The Ultimate Smartphone and PC Killer
Are you also disappointed by all recent product launches? The technical differences between $250 smartphones and $900 smartphones are only marginal. There are plenty of smartphones for less than $400 who have super fast octa-core processors, 6GB of RAM, fingerprint sensors, and high definition displays.
So what is the real difference to brand new flagship phones of Samsung, Apple, Google, and other brands? The price premium you pay for getting an iPhone 7 Plus, a Google Pixel, or a Samsung Galaxy S7 EDGE is oftentimes ridiculous. For an additional $500 you will get a slightly better camera, a pretty expensive smart assistant, and other tiny software improvements. You don’t pay this extra price for an innovation rather for tiny features.
With every product launch, I am hoping for a breakthrough. I am not talking about bendable displays, a superior camera, or a USB-D port. I am talking about taking the communication experience to a completely new level.
The same is true for laptops and computers. The latest innovations were a touch-bar from Apple or a knob controller from Microsoft. The only reason to upgrade or buy a Mac is because of its superior software. But this software advantage is also about to set equal with Windows 10. Where is the big breakthrough in the computer industry?
Computers and smartphones will become one Device
It is about time to disrupt the smartphone and computer industry. Here are two things that annoy me with computers and phones:
- Fixed Display: Whether you are using a phone or a computer. To interact with your device you need to use a screen. You need to look at it in order to control your device. This is the reason why so many people are walking down the street while staring down on their phone display.
- Typing: Typing is the most annoying thing – especially on a phone. Most of our current digital communication is based on text. In order to communicate with text messages you still need to type what you want to say – at least in most cases.
Alternatives to Displays and Typing
Every phone is already equipped with a personal assistant which is already pretty good in understanding speech. If you own an iPhone this assistant is called Siri. Google Now offers you the same service on Android phones (and even iPhones). You can use these speech recognition assistants to write and send messages, ask for the weather, time, or your calendar appointments. But we still cannot control the whole device with it. The same assistants are available on computers. Microsoft introduced with Windows 10 an assistant called Cortana, the last iOS update brought Siri to the Mac.

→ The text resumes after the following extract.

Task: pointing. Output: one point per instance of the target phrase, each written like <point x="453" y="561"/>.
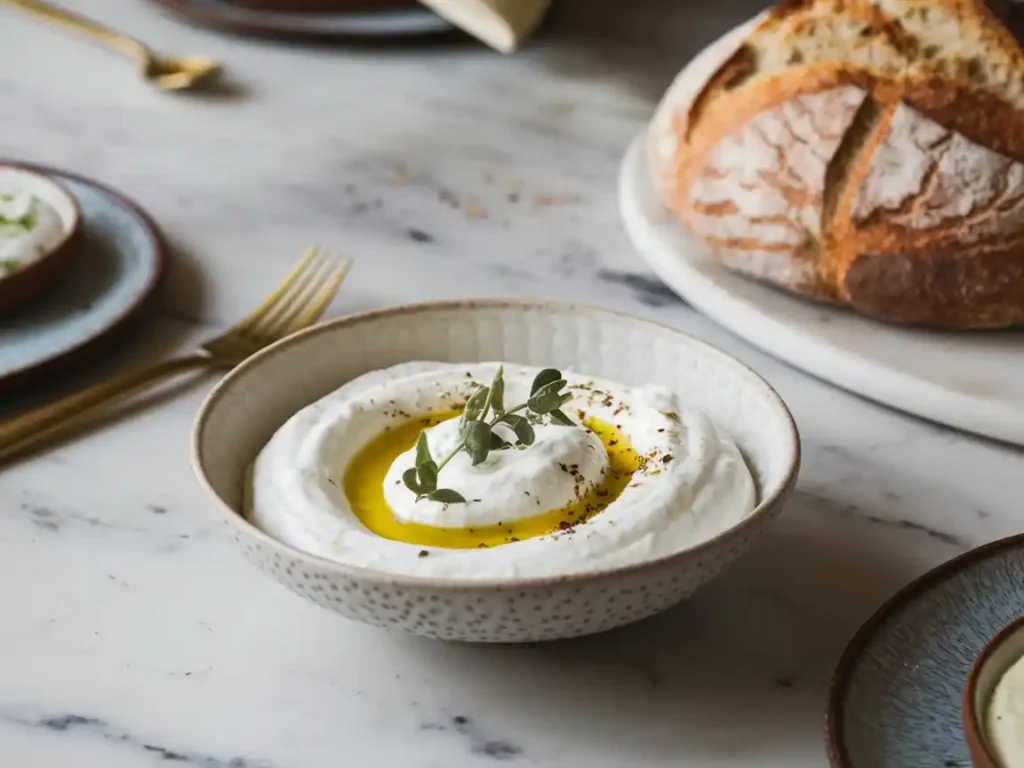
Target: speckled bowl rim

But you cannot work on your PC or Mac without using the keyboard, mouse, or touch screen.
What we need to do to replace phones and computers (in the traditional sense) is to combine three (or four) powerful technologies: augmented reality (and virtual reality), artificial intelligence, and speech recognition.
Virtual reality headsets are already replacing the need for a TV or a PC display. Augmented reality will replace the need for any screen within the next ten years. Advanced augmented reality devices will allow you to create a screen anywhere at any time. Just place a virtual display anywhere in your field of view and adjust the size yourself. This will reduce or eliminate display devices such as TVs, PCs, phones, and laptops.
When AR and VR headsets will make display devices unnecessary how will we interact with our new AR devices? There are several technologies which will bring the way we interact with computers to the next level. The solution for the next 5 years will be speech recognition and motion recognition. We will simply use our native language to give commands to computers. Amazon Alexa is already a great example for that. Instead of using a knob or an app to turn on lights we can simply say: “Hey Alexa please turn on the lights.” To interact with AR displays we may use our hands or eyes to browse and interact with the user interface. In order to make this experience as great as possible, we will need to combine all these technologies with artificial intelligence. This will ensure that we experience a 100% accurate speech input and motion control.
First Use Cases
Microsoft announced exactly a week ago the launch of its “Custom Speech Service”. It is part of Microsoft’s “Cognitive Services APIs” which allows developers to use one of the most powerful machine learnings technologies out there. Custom Speech Service, in particular, is a more advanced version of Siri or Google Assistant. Custom Speech Services is combining two technologies: CRIS and LUIS. Here is the difference to current technologies:
Google Now or Siri rely on specific words or phrases which are intentionally mapped by a programmer to a given action: “Restaurant nearby” or “Best burger restaurant” will show you some restaurants nearby. LUIS, however, cannot just understand what you say but LUIS is trained to understand what you actually mean. You don’t necessarily need to say: “Restaurant nearby” but also “find lunch, I need a burger, I can concentrate anymore, I am too hungry, etc.”.
This CSS (customs peer service) will simplify the life of programmers and it will make human-computer interactions feel real.
While Microsoft is not itself building a product around the program (but who knows?) it is a offered as a software to clients such as virtual reality content studios.
One example is the game Starship Commander. This virtual reality movie-game was built using CRIS and LUIS. As a result, the characters in the game are able to understand and respond to unique vocabulary. You can have real conversations with the characters in the game and control the game/movie accordingly.
The Custom Speech Service of Microsoft is starting with a free model. That means that with CRIS and LUIS Microsoft is on a mission to make “AI available to every organization and every person”.